"When you have heard all my adventures, you will understand what trials and vicissitudes I have had to undergo to reach the felicity of this palace; you will realize that I have had to purchase the wealth which sustains my age with strange and terrible labors, with calamities, misfortunes and hardships that are scarcely credible."
The tale of Sinbad the Sailor, Ten Thousand Nights and One Night
Kent Brockman: So, TG, what are the most calamitous misfortunes and hardships associated with Springtime in Garden Blogville?
Terrible Gardener: Well, it would have to be the Spring garden blogging cliches I have to I have to endure.

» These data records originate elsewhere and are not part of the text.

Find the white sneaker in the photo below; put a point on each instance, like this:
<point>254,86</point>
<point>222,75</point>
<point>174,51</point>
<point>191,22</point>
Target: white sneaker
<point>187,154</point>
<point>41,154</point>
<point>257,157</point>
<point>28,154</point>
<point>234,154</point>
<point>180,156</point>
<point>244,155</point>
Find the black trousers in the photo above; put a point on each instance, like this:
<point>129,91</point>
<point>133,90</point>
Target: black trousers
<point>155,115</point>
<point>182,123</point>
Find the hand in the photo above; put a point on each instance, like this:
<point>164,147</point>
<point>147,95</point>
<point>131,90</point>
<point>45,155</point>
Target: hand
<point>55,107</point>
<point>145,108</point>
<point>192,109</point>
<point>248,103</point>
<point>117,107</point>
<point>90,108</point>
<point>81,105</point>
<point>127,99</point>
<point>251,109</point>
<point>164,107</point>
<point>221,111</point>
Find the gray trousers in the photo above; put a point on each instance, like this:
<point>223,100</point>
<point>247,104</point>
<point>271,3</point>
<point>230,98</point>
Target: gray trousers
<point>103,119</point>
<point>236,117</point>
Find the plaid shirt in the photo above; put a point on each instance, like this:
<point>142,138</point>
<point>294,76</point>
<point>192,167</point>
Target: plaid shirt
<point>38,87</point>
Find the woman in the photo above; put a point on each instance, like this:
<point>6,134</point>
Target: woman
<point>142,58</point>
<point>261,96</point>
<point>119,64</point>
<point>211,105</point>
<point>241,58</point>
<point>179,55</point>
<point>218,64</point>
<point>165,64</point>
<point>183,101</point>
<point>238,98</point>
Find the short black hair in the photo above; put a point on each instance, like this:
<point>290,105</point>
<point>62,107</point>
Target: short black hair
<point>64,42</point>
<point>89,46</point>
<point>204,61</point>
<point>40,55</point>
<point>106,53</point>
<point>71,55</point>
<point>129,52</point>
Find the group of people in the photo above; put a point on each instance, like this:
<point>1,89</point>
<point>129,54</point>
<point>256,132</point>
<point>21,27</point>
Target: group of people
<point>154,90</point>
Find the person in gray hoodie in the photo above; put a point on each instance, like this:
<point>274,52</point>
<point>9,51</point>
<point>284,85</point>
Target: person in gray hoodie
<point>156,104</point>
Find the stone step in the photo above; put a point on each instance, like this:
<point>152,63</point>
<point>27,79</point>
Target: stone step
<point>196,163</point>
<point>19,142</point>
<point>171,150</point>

For example, the zoomed-in pictures of flowers, in artful pastels, some even with dew drops.
KB: And that upsets you why?
TG: When I grew up in suburban Washington DC, this is the time of year we’d head out to Haines Point, walk around the Jefferson Memorial where people were carefully framing their souvenir pictures of Cherry Blossom Time with the Jefferson Memorial in the background, reflecting basin in the middle, framed by overhead cherry blossoms reflected in the water. We’d stroll past, right into the picture frame, and whisper “Been done.” (Do a Google image search on “cherry blossoms, Jefferson Memorial” and you’ll get about a million lovely pics.) Besides, anybody can get flowers to bloom in Spring. That’s why god invented roses.
KB: I see. Trials and vicissitudes indeed. So, what's your number two Springtime blogging cliché?
TG: Next would have to be garden bloggers who talk about Spring Fever being the cure for Cabin Fever, or use metaphors more faded and worn out than a prostitute’s chenille bedspread. Like, the Great Circle of Life, renewal, rebirth, resurrection etc. That would include references to god’s (with a capital G) renewal of His promise to us that we are immortal. All’s I’m saying, Kent, is that Spring is equally likely to awaken bleak existential flashbacks and blunt reminders about how life has no meaning. Nobody blogs about the dark side of gardening in Spring, Kent. It’s garden bloggers’ dirty little secret, and it dominates my meditations as I soak in the spa at the end of a day gardening.
KB: Thanks for sharing your self-absorbed opinion of what constitutes hardship. Finally, what’s your number one beef about garden blogging in Spring?
TG: Simply that Spring makes me feel old, Kent. It makes me feel older each year, as I drag my creaking ass outside to overdose on the joy everywhere. If not for ibuprophen and the spa, I’d never recover from the pain that seems worse after each winter, or accept that my fingernails won’t get clean until next November. Spring’s the time of my annual realization that it doesn’t get any better than this. It really doesn’t – it gets worse.